What a new school means
More important that the school’s new features is what the new facility means to students in the neighborhood. According to the school, almost 90% of the student body are students of color, with a majority coming from Minneapolis.
Lloyd, who was a student at MTS in the ’90s (the school first opened in 1995), said students in the neighborhood almost never get new facilities.
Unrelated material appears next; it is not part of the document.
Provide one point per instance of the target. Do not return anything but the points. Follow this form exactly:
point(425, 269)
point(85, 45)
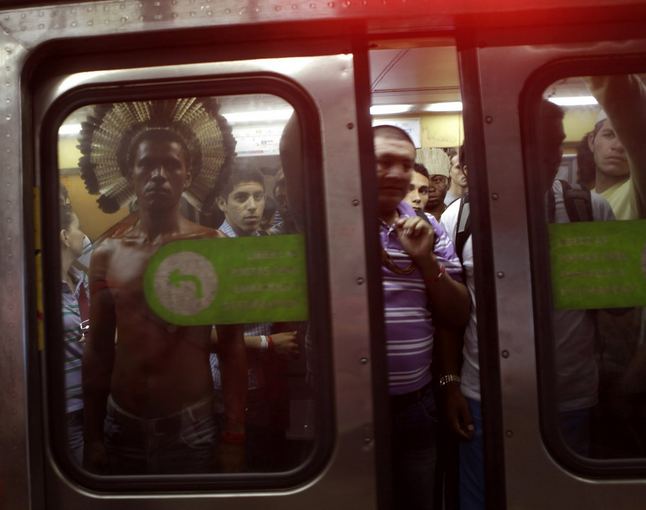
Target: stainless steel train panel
point(533, 478)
It is more likely for a school in the area to close than for a new one to open, said Lloyd.
“Usually when they open up a school, they’re taking over something that was there for something else, and they converted it into a school or adapted to a school setting, but not a brand new school or a brand new facility built specifically for kids and more specifically,for students of color,” said Lloyd. “So this is huge.”
Along with physical changes, Lloyd said the events following George Floyd’s murder prompted the school to consider policy changes to connect better with their families.
“The pandemic and civil unrest highlighted a lot of disparities in the communities of color, and parents and students have been very vocal about that. And so that has informed the school to start doing equity training among the staff to address those needs with the families,” Lloyd said.
Other changes include monthly parent meetings, an effort to center student voices, and an attempt to return to a culture which emphasized prioritizing relationships with families, which Lloyd said MTC was able to maintain when operating with fewer schools and students.
In the weeks following Floyd’s murder, Lloyd said parents approached school advising administration to return a “family-feel environment.”
“We’re focusing on knocking down roadblocks like, for example, if we have a parent meeting and the parent can’t make it to the conference because of transportation issues, then one of our staff will get the van and bring them over, stuff like that,” said Lloyd.
“And I think that this is one of the biggest things, even more so than the new building, is for us to take a look at how we do business and how we teach kids, and how to set them up for a better chance at success.”